Paul Lamere, who works for the Echo Nest and Spotify, has developed an algorithm that finds the drop in any song without even needing to look at the music.
He built it at MIDEM Hack Day - an event where coders from around the world come and build interesting music apps over the course of a weekend. "My hack is called The Drop Machine," Lamere wrote in a blog post. "It is a toy web app that plays nothing but the drops."
What's interesting is that the algorithm ignores the music entirely - instead, it looks at where people tend to scrub to in a song. "It turns out that the crowd knows exactly where the drop is," he wrote.
"When one person scrubs to a particular point in a song, we learn a tiny bit about how that person feels about that part of the song – perhaps they like it more than the part that they are skipping over."
I can feel it coming
In most tracks, therefore, it's just the most interesting bit that gets scrubbed to most often - the bit where the drums kick in in In The Air Tonight, for example. But when it comes to dance music - especially dubstep and brostep - there's a distinct peak about a minute in. "This is invariably 'the drop'," says Lamere.

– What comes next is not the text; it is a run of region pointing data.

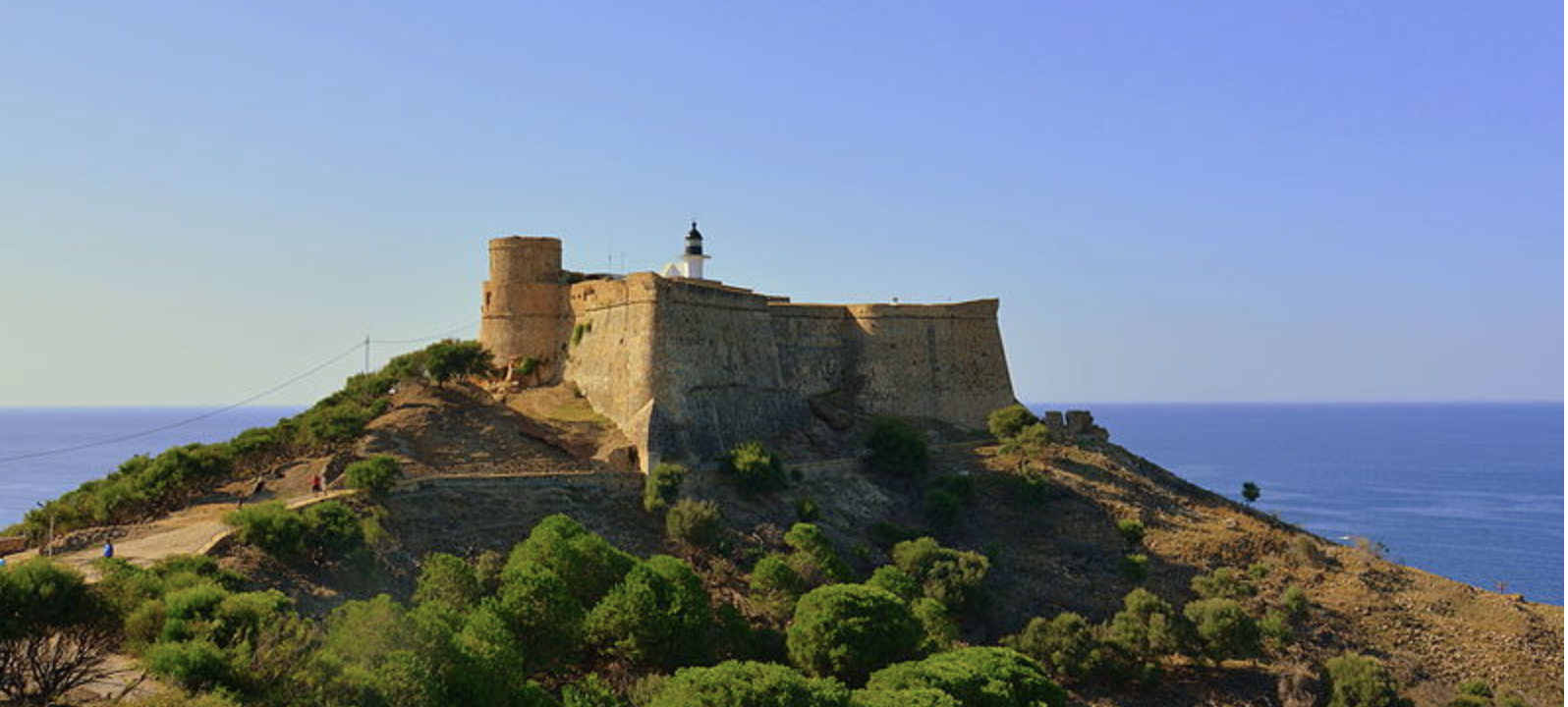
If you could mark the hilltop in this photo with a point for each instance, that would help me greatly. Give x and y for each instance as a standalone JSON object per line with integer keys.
{"x": 481, "y": 467}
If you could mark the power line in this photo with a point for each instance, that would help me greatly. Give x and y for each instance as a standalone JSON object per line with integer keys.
{"x": 160, "y": 428}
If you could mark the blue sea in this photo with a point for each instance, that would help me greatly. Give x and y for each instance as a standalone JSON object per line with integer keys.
{"x": 1467, "y": 491}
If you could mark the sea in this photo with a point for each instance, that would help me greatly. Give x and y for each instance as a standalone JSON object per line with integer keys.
{"x": 1467, "y": 491}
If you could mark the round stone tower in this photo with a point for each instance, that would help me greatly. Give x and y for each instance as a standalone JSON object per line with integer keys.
{"x": 524, "y": 309}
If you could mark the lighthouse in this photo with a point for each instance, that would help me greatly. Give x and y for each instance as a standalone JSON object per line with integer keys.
{"x": 691, "y": 264}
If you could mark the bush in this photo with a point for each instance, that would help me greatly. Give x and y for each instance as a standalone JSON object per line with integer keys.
{"x": 1134, "y": 567}
{"x": 897, "y": 582}
{"x": 1007, "y": 422}
{"x": 375, "y": 475}
{"x": 582, "y": 560}
{"x": 850, "y": 630}
{"x": 1222, "y": 627}
{"x": 936, "y": 625}
{"x": 1065, "y": 644}
{"x": 194, "y": 665}
{"x": 1357, "y": 680}
{"x": 1222, "y": 583}
{"x": 659, "y": 615}
{"x": 941, "y": 509}
{"x": 1131, "y": 531}
{"x": 971, "y": 678}
{"x": 747, "y": 683}
{"x": 944, "y": 574}
{"x": 450, "y": 359}
{"x": 270, "y": 527}
{"x": 662, "y": 486}
{"x": 1147, "y": 627}
{"x": 757, "y": 469}
{"x": 897, "y": 449}
{"x": 541, "y": 612}
{"x": 447, "y": 578}
{"x": 814, "y": 557}
{"x": 694, "y": 522}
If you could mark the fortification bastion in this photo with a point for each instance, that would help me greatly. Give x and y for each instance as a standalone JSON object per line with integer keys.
{"x": 689, "y": 367}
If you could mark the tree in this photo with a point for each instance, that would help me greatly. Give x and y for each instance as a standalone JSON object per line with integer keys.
{"x": 747, "y": 683}
{"x": 582, "y": 560}
{"x": 541, "y": 610}
{"x": 375, "y": 475}
{"x": 973, "y": 678}
{"x": 756, "y": 467}
{"x": 694, "y": 522}
{"x": 1147, "y": 628}
{"x": 447, "y": 578}
{"x": 662, "y": 486}
{"x": 55, "y": 632}
{"x": 1065, "y": 644}
{"x": 450, "y": 359}
{"x": 1222, "y": 627}
{"x": 850, "y": 630}
{"x": 944, "y": 574}
{"x": 1358, "y": 680}
{"x": 1250, "y": 491}
{"x": 659, "y": 615}
{"x": 896, "y": 447}
{"x": 1007, "y": 422}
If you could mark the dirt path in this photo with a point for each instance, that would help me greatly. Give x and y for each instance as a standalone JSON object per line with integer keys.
{"x": 190, "y": 531}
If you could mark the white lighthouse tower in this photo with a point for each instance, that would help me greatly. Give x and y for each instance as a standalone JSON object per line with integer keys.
{"x": 691, "y": 264}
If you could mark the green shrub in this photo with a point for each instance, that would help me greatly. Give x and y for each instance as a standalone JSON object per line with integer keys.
{"x": 450, "y": 359}
{"x": 447, "y": 578}
{"x": 850, "y": 630}
{"x": 541, "y": 612}
{"x": 747, "y": 683}
{"x": 757, "y": 469}
{"x": 1007, "y": 422}
{"x": 375, "y": 475}
{"x": 1065, "y": 644}
{"x": 936, "y": 625}
{"x": 1147, "y": 627}
{"x": 897, "y": 582}
{"x": 1131, "y": 531}
{"x": 941, "y": 509}
{"x": 582, "y": 560}
{"x": 896, "y": 447}
{"x": 1222, "y": 628}
{"x": 662, "y": 486}
{"x": 1222, "y": 583}
{"x": 971, "y": 678}
{"x": 270, "y": 527}
{"x": 1292, "y": 602}
{"x": 814, "y": 555}
{"x": 194, "y": 665}
{"x": 1357, "y": 680}
{"x": 944, "y": 574}
{"x": 589, "y": 691}
{"x": 695, "y": 522}
{"x": 659, "y": 615}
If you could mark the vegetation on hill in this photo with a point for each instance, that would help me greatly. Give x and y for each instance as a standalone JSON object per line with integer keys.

Lamere's 'Drop Machine' searches through the most popular dance, dubstep and brostep tracks, therefore, and just pulls out the 10 seconds of each track centred around the drop. "The result is non-stop drop," he writes. Right now it only works internally at Spotify, but Lamere says that he's working on a public version. "Hopefully the world won't have to wait too long before you all can listen to the Drop Machine."